Minister of Finance of the Republic of China
- In office 27 February 1993 – 10 June 1996
- Preceded by: Bai Pei-ying
- Succeeded by: Paul Chiu

Personal details
- Born: 9 December 1937 (age 88)
- Education: National Taiwan University (BA) Oklahoma State University Harvard University (MA)

= Lin Chen-kuo =

Taiwanese politician

Lin Chen-kuo (林振國 (Lín Zhènguó); born 9 December 1937) is a Taiwanese politician who served as Minister of Finance between 1993 and 1996. He later chaired the Taiwan–Hong Kong Economic and Cultural Co-operation Council from 2010 to 2013.

==Early life and career==
Lin was born in 1937. His father, who had moved to Taiwan with an elder brother, was killed in the 228 Incident.
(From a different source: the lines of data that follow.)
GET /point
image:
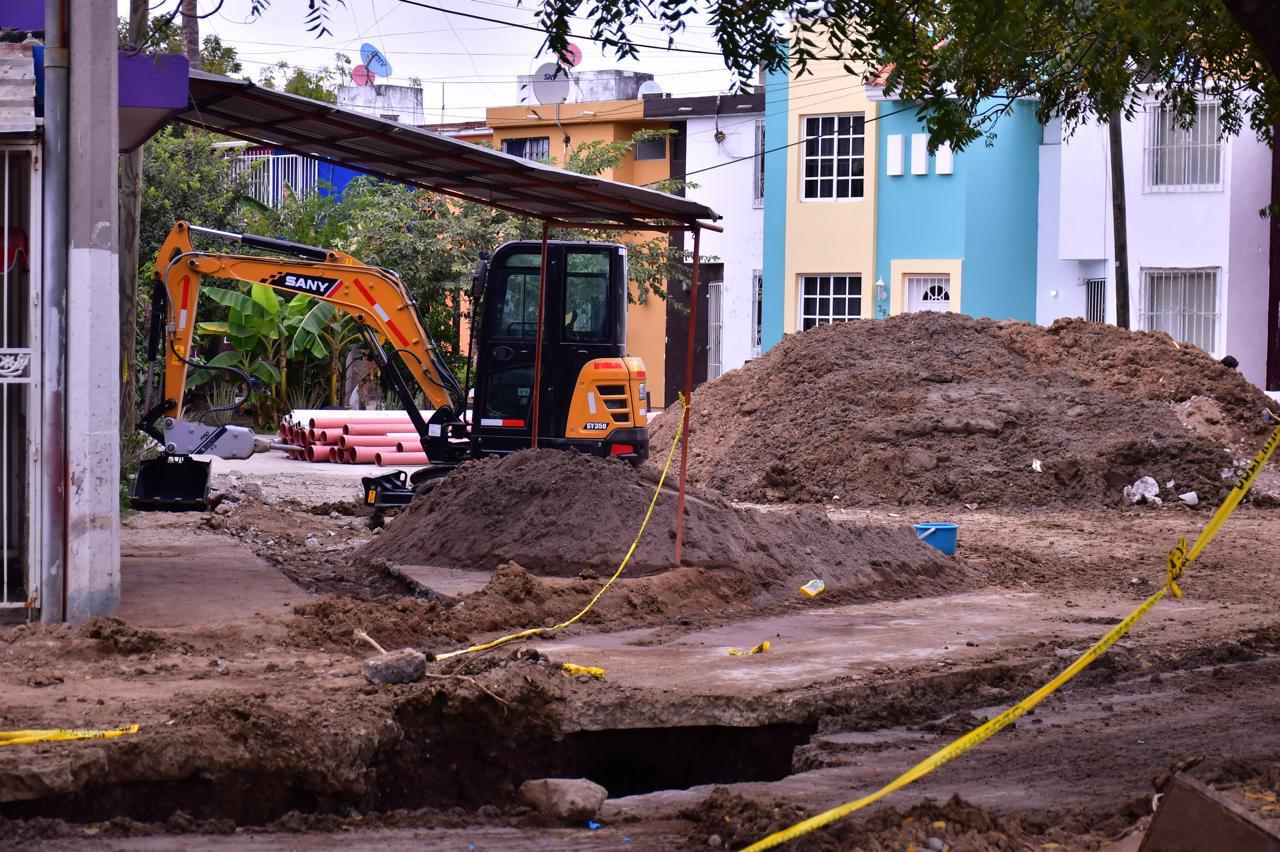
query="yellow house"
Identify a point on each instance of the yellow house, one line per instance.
(548, 133)
(831, 205)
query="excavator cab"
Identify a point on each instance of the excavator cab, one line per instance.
(593, 395)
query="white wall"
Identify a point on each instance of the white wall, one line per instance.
(384, 99)
(728, 191)
(1166, 229)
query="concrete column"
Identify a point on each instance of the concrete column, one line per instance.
(92, 328)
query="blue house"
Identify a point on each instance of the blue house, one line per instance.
(956, 230)
(862, 221)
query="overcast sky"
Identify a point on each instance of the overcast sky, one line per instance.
(464, 64)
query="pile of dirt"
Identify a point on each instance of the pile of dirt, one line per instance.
(942, 408)
(560, 513)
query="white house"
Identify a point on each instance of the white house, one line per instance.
(1198, 250)
(722, 141)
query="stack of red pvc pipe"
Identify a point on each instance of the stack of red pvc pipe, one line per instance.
(383, 438)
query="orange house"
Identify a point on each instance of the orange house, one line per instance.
(548, 133)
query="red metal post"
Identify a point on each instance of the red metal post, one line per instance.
(538, 351)
(689, 394)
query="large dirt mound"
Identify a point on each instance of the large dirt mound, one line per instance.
(558, 513)
(941, 408)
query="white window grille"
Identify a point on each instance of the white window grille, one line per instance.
(653, 149)
(1183, 159)
(1096, 299)
(714, 329)
(833, 156)
(19, 378)
(830, 298)
(275, 175)
(536, 147)
(758, 193)
(1183, 303)
(757, 310)
(928, 292)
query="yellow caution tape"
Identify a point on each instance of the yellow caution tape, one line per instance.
(635, 543)
(54, 734)
(1179, 558)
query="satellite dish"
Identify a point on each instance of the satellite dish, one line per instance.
(571, 56)
(375, 60)
(551, 83)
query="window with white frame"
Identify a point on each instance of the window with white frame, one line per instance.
(758, 196)
(830, 298)
(833, 156)
(757, 310)
(1182, 302)
(1183, 159)
(535, 147)
(928, 292)
(714, 329)
(1096, 299)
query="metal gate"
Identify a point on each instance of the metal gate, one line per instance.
(19, 376)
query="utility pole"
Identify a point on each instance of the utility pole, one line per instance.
(1119, 220)
(191, 33)
(131, 219)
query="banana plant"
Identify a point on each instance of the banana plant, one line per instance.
(259, 326)
(325, 334)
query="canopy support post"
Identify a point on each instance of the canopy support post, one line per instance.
(689, 394)
(538, 346)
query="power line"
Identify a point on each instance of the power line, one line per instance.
(543, 32)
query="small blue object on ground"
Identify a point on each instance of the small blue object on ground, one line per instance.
(938, 535)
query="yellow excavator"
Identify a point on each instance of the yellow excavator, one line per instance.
(593, 394)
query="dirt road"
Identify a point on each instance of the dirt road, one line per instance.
(233, 653)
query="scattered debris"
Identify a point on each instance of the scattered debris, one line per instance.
(406, 665)
(1144, 490)
(566, 800)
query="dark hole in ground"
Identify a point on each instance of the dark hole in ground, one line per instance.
(453, 754)
(643, 760)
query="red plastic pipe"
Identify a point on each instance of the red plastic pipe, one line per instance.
(362, 454)
(369, 440)
(385, 459)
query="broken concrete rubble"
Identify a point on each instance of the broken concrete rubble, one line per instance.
(567, 800)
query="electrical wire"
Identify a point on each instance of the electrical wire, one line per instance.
(539, 30)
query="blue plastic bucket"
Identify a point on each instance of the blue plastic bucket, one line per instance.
(938, 535)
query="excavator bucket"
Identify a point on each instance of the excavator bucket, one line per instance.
(172, 484)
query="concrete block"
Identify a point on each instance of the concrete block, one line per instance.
(567, 800)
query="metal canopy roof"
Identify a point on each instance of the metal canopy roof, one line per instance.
(428, 160)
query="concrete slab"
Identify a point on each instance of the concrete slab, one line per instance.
(174, 576)
(854, 640)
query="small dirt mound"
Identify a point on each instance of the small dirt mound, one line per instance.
(941, 408)
(117, 637)
(558, 513)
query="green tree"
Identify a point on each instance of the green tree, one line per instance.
(164, 35)
(188, 175)
(319, 85)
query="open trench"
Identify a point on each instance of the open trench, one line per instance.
(464, 747)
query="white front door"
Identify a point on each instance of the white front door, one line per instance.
(928, 292)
As a result, an aunt helped his mother raise Lin and his eight siblings. Under their influence, Lin became a Christian. After high school, he graduated from National Taiwan University with a bachelor's degree in economics in 1950. He then studied economics in the United States at Oklahoma State University from 1966 to 1967 and then at Harvard University from 1973 to 1974.

==Political career==
Shirley Kuo found Lin his first government job. He later led the finance departments of Taipei City Government and Taiwan Provincial Government. He was named finance minister under Premier Lien Chan in February 1993. Lin stepped down in June 1996, accepting an appointment as minister without portfolio. He later served as president of the China External Trade Development Council, leaving that position to head the newly established Taiwan Asset Management Company. In November 2009, Lin was named to the board of the Taiwan High Speed Rail Corporation, serving concurrently as chair of the company's audit committee. In 2010, the Taiwan–Hong Kong Economic and Cultural Co-operation Council was founded, and Lin became its first chairman.